Glory! Glory! Hallejulah! Praise the Lord! Headline: Governor says, “Go ahead, make my day!”
The thing that makes this proposal much different than the furlough idea is that it would have required approval from the General Assembly, because it would neccesitate changing the terms of existing contracts. They had their chance to take the furlough, which would have basically made them take 4 days of unpaid time off per year, with no layoffs. They balked, and now, they’re living with the consequence of their intransigence.
The governor has the unilateral authority to layoff and fire state workers, without anyone’s approval. If they continue to balk at being cooperative, I really don’t think he’s going to stop at just the 1000 state workers mentioned today. He’s very serious about getting the state out of the mess that it’s in.

16 years ago

What year does the tobacco settlement money run out?
The GA is apparently selling the payments through 2060!

16 years ago

“The governor has the unilateral authority to layoff and fire state workers, without anyone’s approval.”
Really. Very interesting.
However it’s couched, the argument for solving the budget crunch by increasing revenue rather than cutting expenditures boils down to, we have the power of taxation and the guns to back it up. (Thank you, Matt Allen, for stating it so plainly.)
And that would be peachy except that Rhode Island is exactly the wrong state for this approach. Where ever you are in the state, you can be out of it in 45 minutes. Guns are ultimately trumped by voluntary locomotion.

16 years ago

This lay off was a long time coming, but nobody should be happy about it.
1,000 Rhode Islanders, many of whom have children, will find themselves unemployed and unable to support their families.
The Governor’s actions were necessary to provide for the long term fiscal health of the state and I give him credit for taking a tough stand.
But I would not express joy at what happened.
I hope that the state employees will be provided with job training to help them compete in the private sector.
I also hope that this will help not only reduce the deficit, but in some small way change a culture in which RI kids are told that they should aspire to get a state job.

16 years ago

I still think the joker in the deck is the education funding to cities and towns.
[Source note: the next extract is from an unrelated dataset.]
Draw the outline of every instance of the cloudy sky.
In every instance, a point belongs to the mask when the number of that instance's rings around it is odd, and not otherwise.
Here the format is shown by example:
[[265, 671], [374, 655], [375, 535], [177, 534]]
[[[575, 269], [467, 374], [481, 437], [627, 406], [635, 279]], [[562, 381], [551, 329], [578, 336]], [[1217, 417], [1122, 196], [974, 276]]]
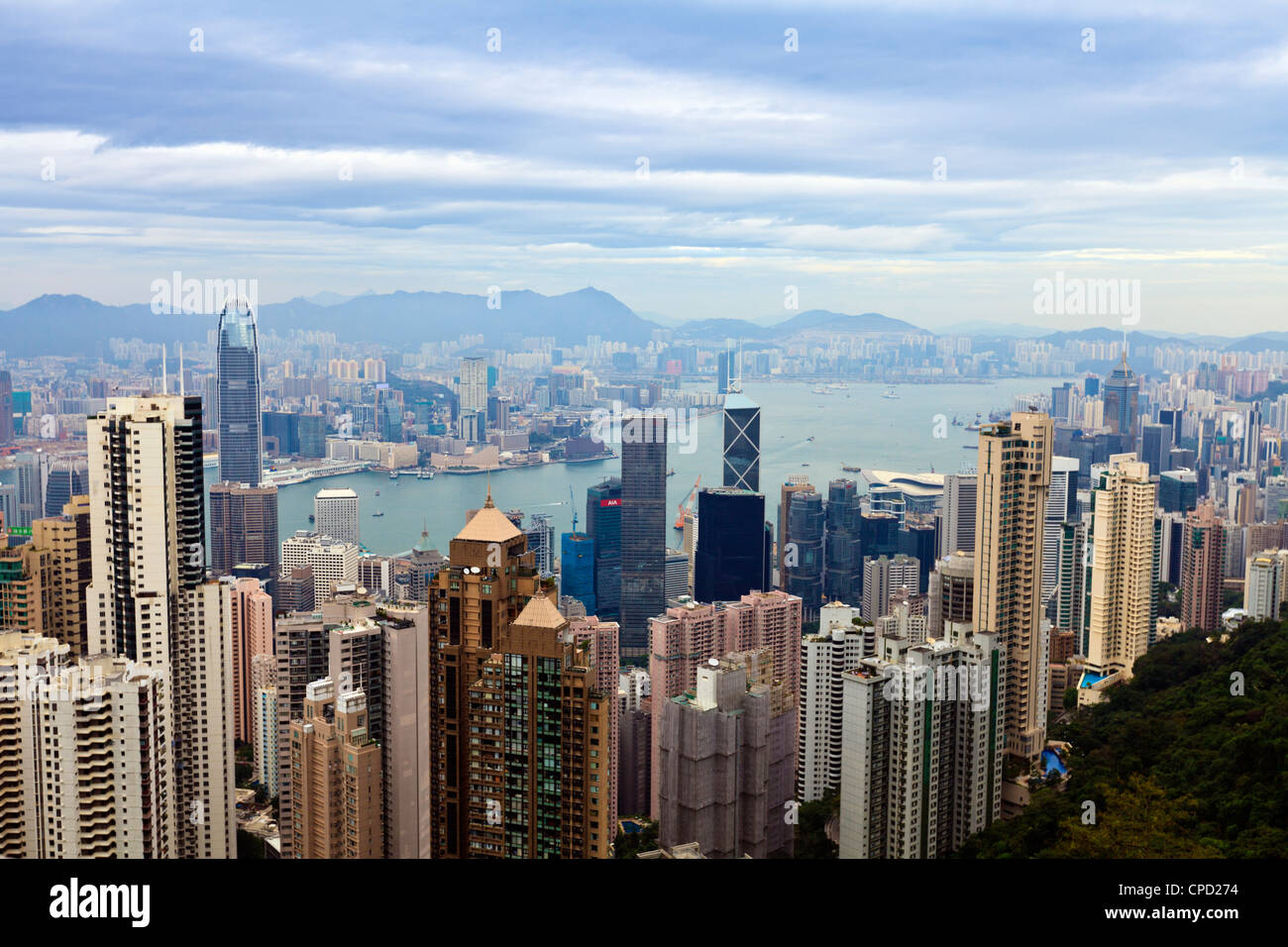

If the rumors are true and the legislature is planning to flat-fund education aid, it gives the Governor the opportunity to change the narrative from “mean governor wants to hurt state employees” to “greedy legislature wants to hurt kids to pay for more welfare and their friends in state government”.
(And by sitting on the budget details for almost as long as legally possible, giving the minimum amount of notice for the budget hearing, and scheduling it on a Friday, the legislature is sure acting like there’s some details in the budget they don’t think are going to be terribly popular with the public.)

16 years ago

Let me guess, state worker?
Anyway, I’m happy, even joyful. I only wish it could be more people getting the axe. Why should anyone be sad at the prospect of making THEIR government more efficient and of saving loads of money by shedding dead weight? Yes, fundamentally, they are people. However, they are people who have been living high on the hog at our expense, and this is the day of reckoning for them.
While I’m bloviating, why should state workers get any better treatment than the rest of us? Would we get job training or anything else to help us transition to another job in the private sector? Maybe some of them need to find out what it’s like for the average Rhode Islander to get a good job in the private sector, and then perhaps they’ll sympathize with the rest of us and appreciate all those who have been subsidizing their largess all these years. Maybe they’ll realize that it’s they who’ve systematically raped this state for their own benefit. Let them shop for generics at Walmart and maybe eat some goverment cheese, too. It’s called a life lesson — it’s about time they learned one. I have no sympathy. None.

16 years ago

No Will, just someone who has compassion for others.
Some people have the luxury of being born into wealth or happen to be born into a family business that gives them a job. Others have to struggle to get by on a day to day basis.
In any event, I’m not happy when I see others losing sources of income.